Истина | страница 66



Сергей шепнул Лене:

— Молчи, пусть думает, что я один.

Он затряс дверь.

— Открывайте, Бобаков! Иначе вызову наряд! Сломаем дверь.

— Не открою, гад! Слышишь? Не открою! Уйди лучше, а то пристрелю!

Леня поднялся на две ступеньки наверх, прижался к стене и вынул пистолет.

— Хорошо, Бобаков, я пошел за нарядом.

Сергей нарочно, стуча ногами, опустился по лестнице. Потом тихо поднялся и, вынув оружие, стал, прижавшись к перилам.

Леня слышал, как за дверью спорили двое мужчин, потом заскрипел замок и дверь приоткрылась. И в эту щель сначала выглянули стволы охотничьего ружья. Дверь раскрылась шире, и на площадку медленно начал выходить человек. Леня прыгнул и ударил его рукой по шее. Человек дернулся, нажал на спуск. От грохота двустволки на секунду заложило уши. Крупная дробь стеганула по потолку и стенам. Человек, выронив ружье, начал медленно оседать на пол.

Сытин рванул дверь и вскочил в квартиру. В полумраке коридора стоял второй. Высокий, крепко сколоченный, в руке у него блестел нож.

— Уйди от греха, мусор, — выдавил он, — уйди!

— Дернешься — застрелю, — Сытин повел стволом пистолета.

В квартиру ворвался Сережа.

— Ну, — твердо сказал Леня, — брось нож, — и спрятал пистолет. А человек медленно пятился к дверям комнаты.

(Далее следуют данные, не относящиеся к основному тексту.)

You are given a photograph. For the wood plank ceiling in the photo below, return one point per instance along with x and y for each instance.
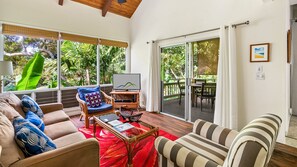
(125, 9)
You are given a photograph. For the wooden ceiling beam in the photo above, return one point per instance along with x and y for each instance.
(106, 7)
(61, 2)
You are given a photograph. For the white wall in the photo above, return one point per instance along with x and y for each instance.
(156, 19)
(72, 17)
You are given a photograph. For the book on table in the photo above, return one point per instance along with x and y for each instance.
(123, 127)
(115, 123)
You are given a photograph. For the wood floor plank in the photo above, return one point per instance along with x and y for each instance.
(283, 155)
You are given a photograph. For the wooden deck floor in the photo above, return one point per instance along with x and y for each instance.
(283, 155)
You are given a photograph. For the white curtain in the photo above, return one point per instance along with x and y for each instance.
(153, 86)
(226, 108)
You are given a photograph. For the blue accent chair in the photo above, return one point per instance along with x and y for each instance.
(107, 106)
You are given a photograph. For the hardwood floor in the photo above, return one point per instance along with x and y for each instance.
(283, 155)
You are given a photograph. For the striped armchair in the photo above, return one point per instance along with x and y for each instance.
(210, 145)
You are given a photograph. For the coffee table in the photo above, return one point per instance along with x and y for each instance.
(130, 139)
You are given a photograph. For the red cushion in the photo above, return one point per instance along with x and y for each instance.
(93, 99)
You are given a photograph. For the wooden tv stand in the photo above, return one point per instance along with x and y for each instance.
(128, 99)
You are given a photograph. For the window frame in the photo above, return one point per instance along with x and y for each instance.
(59, 87)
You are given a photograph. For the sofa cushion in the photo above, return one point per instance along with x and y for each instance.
(29, 104)
(59, 129)
(103, 107)
(34, 119)
(55, 117)
(31, 139)
(69, 139)
(93, 99)
(83, 91)
(254, 144)
(204, 147)
(8, 110)
(14, 101)
(10, 151)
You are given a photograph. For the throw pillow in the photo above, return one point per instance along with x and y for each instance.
(10, 153)
(93, 99)
(30, 139)
(8, 110)
(83, 91)
(34, 119)
(29, 104)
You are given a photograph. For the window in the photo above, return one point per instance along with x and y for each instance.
(205, 58)
(22, 51)
(173, 63)
(35, 59)
(78, 64)
(112, 61)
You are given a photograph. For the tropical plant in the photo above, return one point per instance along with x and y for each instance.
(112, 61)
(31, 73)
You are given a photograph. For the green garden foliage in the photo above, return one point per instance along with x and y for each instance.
(31, 73)
(78, 62)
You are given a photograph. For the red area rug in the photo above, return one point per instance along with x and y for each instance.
(113, 152)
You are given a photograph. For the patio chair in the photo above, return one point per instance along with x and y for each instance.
(87, 110)
(208, 91)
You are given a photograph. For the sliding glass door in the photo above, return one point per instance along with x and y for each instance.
(173, 80)
(188, 79)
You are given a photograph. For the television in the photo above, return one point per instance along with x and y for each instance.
(126, 82)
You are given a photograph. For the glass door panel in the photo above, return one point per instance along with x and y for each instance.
(173, 87)
(203, 57)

И тогда Сытин прыгнул ему навстречу.

— Леня! — услышал он крик Сергея, увидел руку с ножом. И блеск его увидел, безжалостно яркий в этом полумраке. И чужую руку почувствовал в захвате, и мышцы предельно напряженные, и свою молодую силу, помноженную на злость, ощутил.

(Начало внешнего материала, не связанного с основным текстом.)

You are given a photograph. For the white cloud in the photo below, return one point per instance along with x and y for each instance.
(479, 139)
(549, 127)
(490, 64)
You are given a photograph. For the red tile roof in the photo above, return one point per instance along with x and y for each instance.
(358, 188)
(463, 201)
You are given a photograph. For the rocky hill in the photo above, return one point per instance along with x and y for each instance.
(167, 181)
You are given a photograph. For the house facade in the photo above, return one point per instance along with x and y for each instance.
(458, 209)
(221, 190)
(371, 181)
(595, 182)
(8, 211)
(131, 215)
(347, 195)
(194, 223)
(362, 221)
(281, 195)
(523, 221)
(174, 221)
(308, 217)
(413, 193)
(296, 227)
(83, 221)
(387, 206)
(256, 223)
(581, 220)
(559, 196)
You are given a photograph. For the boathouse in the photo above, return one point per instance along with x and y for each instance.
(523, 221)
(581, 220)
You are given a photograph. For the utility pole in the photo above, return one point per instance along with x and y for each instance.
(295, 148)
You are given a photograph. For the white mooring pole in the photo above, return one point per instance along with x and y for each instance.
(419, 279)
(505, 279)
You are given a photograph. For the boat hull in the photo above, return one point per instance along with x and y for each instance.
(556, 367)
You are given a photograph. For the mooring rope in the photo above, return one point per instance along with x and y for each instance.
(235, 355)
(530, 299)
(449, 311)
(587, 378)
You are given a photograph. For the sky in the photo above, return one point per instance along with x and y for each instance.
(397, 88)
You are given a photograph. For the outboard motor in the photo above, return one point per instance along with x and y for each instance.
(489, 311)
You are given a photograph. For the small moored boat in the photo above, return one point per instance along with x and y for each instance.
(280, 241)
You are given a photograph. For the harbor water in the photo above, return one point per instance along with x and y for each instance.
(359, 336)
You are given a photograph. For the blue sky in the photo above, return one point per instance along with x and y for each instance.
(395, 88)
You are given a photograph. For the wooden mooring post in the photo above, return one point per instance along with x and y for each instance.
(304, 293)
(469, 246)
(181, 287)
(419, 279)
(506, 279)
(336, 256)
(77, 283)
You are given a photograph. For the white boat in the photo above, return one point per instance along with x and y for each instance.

Нож упал на пол. Стал тусклым и нестрашным, а человек закричал от боли и ослаб.

Сытин оттолкнул его.

— К стене!

А по лестнице топот ног. Вбежали в квартиру трое милиционеров.

Бобакову дали понюхать нашатырь. И когда он закрутил головой, кашляя, надели наручники.

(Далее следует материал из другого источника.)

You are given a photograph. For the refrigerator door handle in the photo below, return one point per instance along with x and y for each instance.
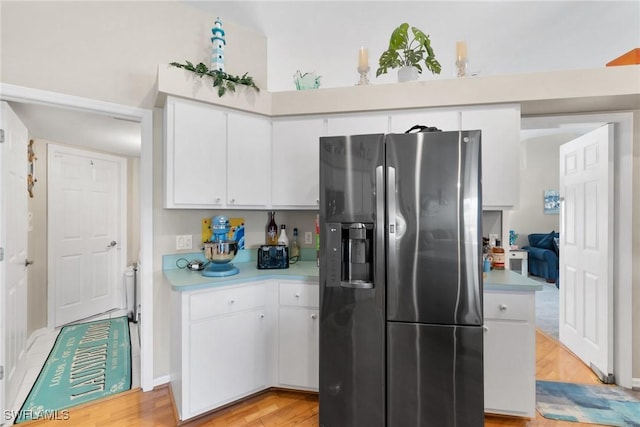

— Так, граждане уголовники, — Сергей посмотрел на Бобакова и того, второго, стоящего у стены, шевелящего за спиной скованными руками. — Так. Зови понятых, Ступин.

Сержант вышел, а они прошли в комнату.

Чего здесь только не было. Два магнитофона японских, несколько хрустальных ваз, две дубленки — мужская и женская, раскрытые чемоданы с вещами.

— Ты только, Бобаков, не уверяй меня, что все это тебе подарили.

Бобаков молчал. Второй, коротко стриженный, в кожаной, чуть тесноватой куртке, в джинсах совсем новых и необмятых, но в черных стоптанных ботинках, не вязавшихся с этой модной курткой и отличными джинсами, стоял в углу.

— Вот, — милиционер протянул Сереже пачку денег и бумажку.